You ask some very broad questions, all of them being important topics when someone in the United States buys a watch from abroad and will receive it here in the United States. Key topics include the manner of payment, the choice of shipper, insurance coverage and import and export matters (including Customs). It would be impossible to cover all these topics in a reasonable length posting, and such a posting would take a lot of work to compose, so let me just address one of the topics -- international payments.

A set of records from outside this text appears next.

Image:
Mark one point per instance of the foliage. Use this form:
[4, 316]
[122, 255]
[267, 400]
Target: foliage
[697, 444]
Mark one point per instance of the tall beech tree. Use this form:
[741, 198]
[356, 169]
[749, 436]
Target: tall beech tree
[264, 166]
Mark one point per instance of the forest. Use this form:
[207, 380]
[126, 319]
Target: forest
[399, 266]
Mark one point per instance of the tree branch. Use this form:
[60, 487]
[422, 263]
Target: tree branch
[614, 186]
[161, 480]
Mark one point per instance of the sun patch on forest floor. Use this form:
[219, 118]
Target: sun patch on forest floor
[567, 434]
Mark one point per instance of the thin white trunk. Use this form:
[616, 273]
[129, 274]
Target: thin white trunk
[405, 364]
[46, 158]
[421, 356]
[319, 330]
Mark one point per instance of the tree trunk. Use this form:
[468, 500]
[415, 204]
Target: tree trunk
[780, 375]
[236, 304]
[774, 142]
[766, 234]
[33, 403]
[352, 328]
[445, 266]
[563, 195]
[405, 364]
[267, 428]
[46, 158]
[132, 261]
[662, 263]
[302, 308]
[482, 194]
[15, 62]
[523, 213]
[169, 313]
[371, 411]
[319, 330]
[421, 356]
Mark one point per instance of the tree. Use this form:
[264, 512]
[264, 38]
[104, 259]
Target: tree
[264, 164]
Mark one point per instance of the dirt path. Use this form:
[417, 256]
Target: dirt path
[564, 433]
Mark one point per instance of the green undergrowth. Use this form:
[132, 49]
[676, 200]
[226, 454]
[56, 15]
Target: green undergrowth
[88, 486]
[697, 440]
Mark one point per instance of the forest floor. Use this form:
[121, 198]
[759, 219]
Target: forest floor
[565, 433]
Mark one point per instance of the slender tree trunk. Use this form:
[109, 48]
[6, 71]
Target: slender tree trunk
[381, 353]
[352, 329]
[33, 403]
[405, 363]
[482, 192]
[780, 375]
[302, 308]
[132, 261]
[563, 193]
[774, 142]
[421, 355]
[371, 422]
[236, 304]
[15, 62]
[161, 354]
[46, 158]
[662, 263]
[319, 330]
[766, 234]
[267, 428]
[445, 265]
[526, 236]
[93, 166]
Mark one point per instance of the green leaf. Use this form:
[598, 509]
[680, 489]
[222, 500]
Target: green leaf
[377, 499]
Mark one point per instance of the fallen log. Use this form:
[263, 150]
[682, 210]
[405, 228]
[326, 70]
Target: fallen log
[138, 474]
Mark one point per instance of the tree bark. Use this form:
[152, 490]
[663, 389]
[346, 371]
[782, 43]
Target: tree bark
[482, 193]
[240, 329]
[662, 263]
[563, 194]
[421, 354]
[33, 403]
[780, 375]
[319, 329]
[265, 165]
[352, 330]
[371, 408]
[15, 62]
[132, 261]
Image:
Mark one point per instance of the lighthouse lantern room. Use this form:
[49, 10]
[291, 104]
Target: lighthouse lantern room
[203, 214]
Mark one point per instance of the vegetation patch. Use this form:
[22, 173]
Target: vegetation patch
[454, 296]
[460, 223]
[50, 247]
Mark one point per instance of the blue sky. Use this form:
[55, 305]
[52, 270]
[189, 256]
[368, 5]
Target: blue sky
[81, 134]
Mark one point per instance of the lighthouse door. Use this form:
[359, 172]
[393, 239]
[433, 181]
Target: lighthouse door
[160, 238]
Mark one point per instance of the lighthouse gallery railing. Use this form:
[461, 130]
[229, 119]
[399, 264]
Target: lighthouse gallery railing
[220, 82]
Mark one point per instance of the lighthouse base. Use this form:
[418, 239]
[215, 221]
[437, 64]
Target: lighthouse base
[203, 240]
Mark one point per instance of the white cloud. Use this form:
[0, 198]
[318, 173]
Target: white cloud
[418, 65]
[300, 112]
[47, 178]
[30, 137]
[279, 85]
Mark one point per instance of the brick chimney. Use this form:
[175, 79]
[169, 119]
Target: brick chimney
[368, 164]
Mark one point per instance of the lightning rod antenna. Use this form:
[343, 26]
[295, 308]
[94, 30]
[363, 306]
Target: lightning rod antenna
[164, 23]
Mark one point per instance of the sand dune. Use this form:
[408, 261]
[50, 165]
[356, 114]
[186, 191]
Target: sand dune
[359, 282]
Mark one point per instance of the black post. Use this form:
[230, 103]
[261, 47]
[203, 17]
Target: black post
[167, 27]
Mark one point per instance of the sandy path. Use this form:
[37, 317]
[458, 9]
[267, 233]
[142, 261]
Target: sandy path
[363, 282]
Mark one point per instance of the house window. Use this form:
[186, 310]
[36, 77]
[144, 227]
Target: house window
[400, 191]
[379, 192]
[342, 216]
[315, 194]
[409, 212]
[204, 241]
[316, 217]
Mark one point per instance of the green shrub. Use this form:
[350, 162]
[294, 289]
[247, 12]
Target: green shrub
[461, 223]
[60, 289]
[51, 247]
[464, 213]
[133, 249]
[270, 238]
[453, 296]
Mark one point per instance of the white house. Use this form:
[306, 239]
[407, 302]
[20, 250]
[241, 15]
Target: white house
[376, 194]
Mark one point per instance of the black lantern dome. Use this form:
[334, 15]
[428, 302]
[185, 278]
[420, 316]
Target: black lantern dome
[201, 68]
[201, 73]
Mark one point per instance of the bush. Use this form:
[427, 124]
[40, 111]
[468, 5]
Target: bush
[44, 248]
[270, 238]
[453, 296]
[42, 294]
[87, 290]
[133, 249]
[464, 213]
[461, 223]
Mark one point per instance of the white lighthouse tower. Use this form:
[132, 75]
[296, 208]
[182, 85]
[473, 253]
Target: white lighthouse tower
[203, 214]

In my experience, there are three commonly-used methods of making payments in a foreign currency, as follows:

  • bank wire
  • PayPal
  • newer payment services, like TransferWise
We can walk through them, one by one. The bank wire is the traditional approach, but there are two things to keep in mind -- (a) when the money is wired, you can't get it back, and (b) many banks will kill you on the exchange rate . . . often 3 or 4 percent above what the exchange rate should be. Banks may also charge something like $50 for sending the wire.

PayPal is a recent alternative to the traditional bank wire, but they will also kill you on the exchange rate, which may be this same 3 or 4 percent above market. If you send as Friends and Family, there will be no recourse if you never receive the watch. Maybe you have some protection if you send as a payment for merchandise and fund with your credit card, but I'm not really sure about that.

TransferWise is one of the new alternative "payments" companies that attempts to streamline the process of sending international payments. Like the bank wire, when the money is gone, it's gone, but the advantage of TransferWise (and similar services) is that they offer a very fair, market-based exchange rate. I recently used them for a $4,000 payment, and the exchange rate offered by TransferWise save me $150 compared with PayPal Friends and Family.

I hope that this has been helpful in addressing alternatives for international payments. I will try to write another posting about shipping and import / export when time permits.

Good luck, however you decide to proceed.